Pour ce qui est des maisons d'hébergement, il faut savoir relativiser le portrait. Vous n'aurez jamais le point de vue d'hommes battus parce qu'il n'existe toujours pas de maisons pour eux, malgré les demandes répétées des groupes de pères. Là non plus, les hommes n'ont pas les mêmes droits.
Or, hormis pour les cas de violence les plus lourds, les hommes étant plus forts physiquement, de nombreuses études québécoises et canadiennes démontrent la réciprocité de la violence conjugale entre hommes et femmes. Pour ce qui est de la violence faite aux enfants, elle provient plus souvent des femmes, sans doute en grande partie parce qu'elles sont présentes en plus grand nombre auprès d'eux. Le vérificateur général du Québec, à la suite d'une tournée partielle auprès de maisons d'hébergement, a par ailleurs conclu en 2008 qu'elles étaient sur financées, sous fréquentées et pas assez assujetties à une reddition de compte des deniers publics.
Enfin, pour ce qui est de la version de Sophie, mieux vaut pour vous y renoncer, pour la simple et bonne raison que je doute que je puisse l'obtenir, d'une part, et d'autre part, par choix d'auteur. Imaginez si je recueillais le propos d'une femme agressée sexuellement. Me demanderiez-vous la version de son agresseur ? J'en serais surpris. Voilà pourquoi je dois me fier sur mes perceptions, au risque de paraître subjectif. Il me faudrait une équipe d'enquêteurs à l'affût avant d'écrire la moindre ligne et aucune cause ne pourrait alors progresser. Salutations et merci de votre participation.
Archives de Vigile Répondre
14 mars 2011Merci pour ce compte rendu concernant une triste situation. Je suis sincerement touchee par ce qu'on aprend sur le divorce de ce monsieur Roger et ses efforts de bien s'occuper de ses enfants. Au moins selon ce qu'on nous raconte ici. Nous n'avons pas encore lu l'article ecrit du point de vue de la mere (?!?).
Pourtant...d'ici jusqu'a generaliser que meres et peres n'auraient pas les memes droits au Quebec, surtout quand le juge c'est UNE juge... Faut pas vraiment exagerer !
S'il vous plait, AVANT de generaliser que "Pères et mères, mêmes droits ? Mon œil…" ca vaut la peine de faire un tour dans les maisons d'hebergement pour femmes (et enfants) victimes de violence et d'abus conjugal. Par abus et violence, on comprend egalement l'abus psychologique, emotionnel, financier, etc.

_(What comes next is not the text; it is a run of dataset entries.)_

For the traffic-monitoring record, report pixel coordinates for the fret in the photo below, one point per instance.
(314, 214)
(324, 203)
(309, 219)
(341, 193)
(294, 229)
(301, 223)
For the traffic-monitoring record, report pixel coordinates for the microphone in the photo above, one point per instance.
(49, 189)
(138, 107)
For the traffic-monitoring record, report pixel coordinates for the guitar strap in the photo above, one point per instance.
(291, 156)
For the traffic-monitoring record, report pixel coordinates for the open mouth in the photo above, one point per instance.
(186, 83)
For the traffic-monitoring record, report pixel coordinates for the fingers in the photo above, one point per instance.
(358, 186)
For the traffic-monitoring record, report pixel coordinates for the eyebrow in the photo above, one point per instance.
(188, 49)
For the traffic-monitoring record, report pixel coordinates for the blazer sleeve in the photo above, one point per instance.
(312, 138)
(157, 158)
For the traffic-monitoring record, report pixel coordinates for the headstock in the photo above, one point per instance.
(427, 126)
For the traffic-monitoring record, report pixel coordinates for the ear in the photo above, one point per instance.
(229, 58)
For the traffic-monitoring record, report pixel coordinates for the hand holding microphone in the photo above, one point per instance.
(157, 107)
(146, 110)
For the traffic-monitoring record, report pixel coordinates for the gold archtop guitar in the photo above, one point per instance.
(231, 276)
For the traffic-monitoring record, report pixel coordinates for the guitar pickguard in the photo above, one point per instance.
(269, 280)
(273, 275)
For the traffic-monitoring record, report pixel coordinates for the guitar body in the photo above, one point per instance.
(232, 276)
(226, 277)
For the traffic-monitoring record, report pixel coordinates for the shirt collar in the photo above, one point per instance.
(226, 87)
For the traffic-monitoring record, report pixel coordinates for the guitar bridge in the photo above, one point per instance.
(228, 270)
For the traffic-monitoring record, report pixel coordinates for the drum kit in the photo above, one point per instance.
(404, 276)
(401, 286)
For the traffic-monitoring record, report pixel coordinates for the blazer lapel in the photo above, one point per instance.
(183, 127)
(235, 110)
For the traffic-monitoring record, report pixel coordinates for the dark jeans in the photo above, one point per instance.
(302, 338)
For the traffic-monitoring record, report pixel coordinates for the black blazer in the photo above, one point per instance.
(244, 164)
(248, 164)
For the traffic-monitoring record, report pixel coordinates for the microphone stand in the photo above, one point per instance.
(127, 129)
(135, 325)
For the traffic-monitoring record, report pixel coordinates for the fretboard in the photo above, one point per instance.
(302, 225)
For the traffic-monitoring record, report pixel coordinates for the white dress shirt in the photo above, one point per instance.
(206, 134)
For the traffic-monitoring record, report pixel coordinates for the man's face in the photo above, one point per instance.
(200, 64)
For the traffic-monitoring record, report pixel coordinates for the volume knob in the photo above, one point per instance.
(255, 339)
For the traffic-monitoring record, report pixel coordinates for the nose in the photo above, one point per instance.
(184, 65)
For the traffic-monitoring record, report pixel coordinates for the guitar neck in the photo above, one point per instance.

Encore une fois, si ce qu'on nous raconte ici sur le cas de ce monsieur est la seule et pure verite, je tiens de l'assurer de ma plus sincere revolte concernant la tournure abusive que la relation avec son ex vient de prendre. Pourtant, tant que je ne sais rien sur la version de la nommee Sophie, je mets ma revolte en attente.
Olivier Kaestlé Répondre
12 mars 2011Hormis le fait que la mère aussi aurait dû se voir enseigner de vrais principes économiques et de planification ainsi que la responsabilité de ses actes, je suis en tout point d'accord avec vous, Isabelle, et ne vois rien à ajouter à un bilan qui situe aussi nettement les enjeux de cette triste situation.
Isabelle Poulin Répondre
12 mars 2011Une histoire bien triste ! Qui ne serait peut-être pas si triste si on avait enseigné à Roger de vrais principes économiques et de planification.
D'une part la souffrance de la jeune mère qui commet des erreurs et d'autre part le système qui fait souffir d'autant plus Roger en lui accordant moins de droits et le considèrant comme un guichet automatique !
La mère ayant parfois de lourdes responsabilitéa dans notre société a tendance à craquer et semble ne pas être trop responsable. Le système va-t-il compenser en faisant souffrir Roger ? Car le système n'a pas d'emprise sur la responsabilisation de la mère qui doit travailler pour être autonome dans des conditions qu'on peut qualifier de difficiles. Et voilà ! On se retrouve confronté aux comparaisons et à la division qui mène aux blâmes des uns et des autres.
Les enfants dans tout ca sont victimes d'un manque de stabilité un peu trop prononcé et sont d'autant plus vulnérables. Des enfant élevés dans la ouatte ne font pas des enfants forts mais l'autre extrême n'est pas souhaitable non plus.
Il est contre indiqué de faire porter sur Roger une charge démesurée et des droits de garde inéquitables. Si on accorde moins de pensions à la mère, elle sera incitée à mieux prendre ses responsabilités au lieu de les faire porter sur Roger. Le système se sert un peu trop de Roger pour appauvrir la 'famille' au nom des droits de la mère et des enfants.